Why Australia needs to prevent the PhD brain drain - or graduates face being Uber drivers and baristas

Why Australia needs to prevent the PhD brain drain - or graduates face being Uber drivers and baristas

As Australia's reputation in the medical research and biotech industry grows, one of the country's primary goals must be retaining PhD talent.

With job options getting smaller, many PhD chemistry graduates are forced to look overseas for work, or even work outside their industries while they waited for opportunities to present themselves.

Having PhD candidates work as waiters, baristas or Uber drivers - which is often the reality - obviously isn't the best use of their talents for them or for our industry and economy.

We need to create more opportunities and options for our homegrown academic talent outside of the usual pathway of university work, so they can get that crucial experience in the commercial and innovation worlds.

Especially in the current economic and international climate, it's imperative we create those opportunities within Australia.

For example, in commercial medicinal and synthetic drug development our company, Epichem, is the only option for PhD graduates looking to work in that field in Western Australia, and while we continually reap the benefits of their skills, we'd like to see a more fertile employment market for those graduates within the state.

More government investment in research and development companies means more clients, more roles for our best and brightest and more of an attractive prospect for companies both domestic and international to develop their projects right here.

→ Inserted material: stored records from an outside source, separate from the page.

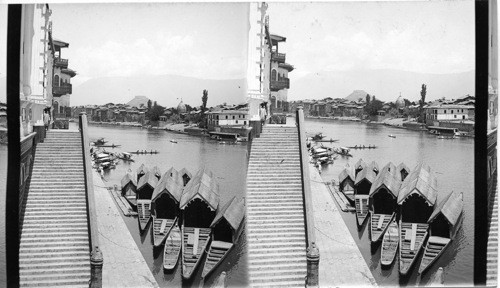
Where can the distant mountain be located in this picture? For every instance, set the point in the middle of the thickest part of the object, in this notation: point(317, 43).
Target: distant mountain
point(138, 100)
point(385, 84)
point(167, 90)
point(357, 95)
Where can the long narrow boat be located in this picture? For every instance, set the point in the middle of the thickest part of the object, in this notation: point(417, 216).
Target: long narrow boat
point(362, 187)
point(416, 198)
point(145, 188)
point(390, 244)
point(199, 203)
point(444, 224)
point(383, 201)
point(129, 189)
point(172, 250)
point(165, 205)
point(226, 229)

Everybody wins, but we do need to see some early investment to make that happen.

A joint report between the Australian Mathematical Sciences Institute and the CSIRO found that:

  • Annual PhD completions have more than doubled in the last two decades
  • There are many more PhD graduates than academic jobs available
  • There are significant opportunities ahead for PhDs to work with innovative Australian employers

Two key factors in improving PhD graduate retention are a change in the way business thinks and more investment within the industry across government and business.

PhD graduates can often be written off by business as overly academic and without the practical skills a business needs, but my experience nothing is further from the truth.

The benefits of bringing more of these smart, innovative thinkers into the commercial fold means there's less of an oversupply into academic roles, and they get the experience they need to channel their expertise into business and industry solutions.

Colin LaGalia is chief executive of Epichem in Western Australia.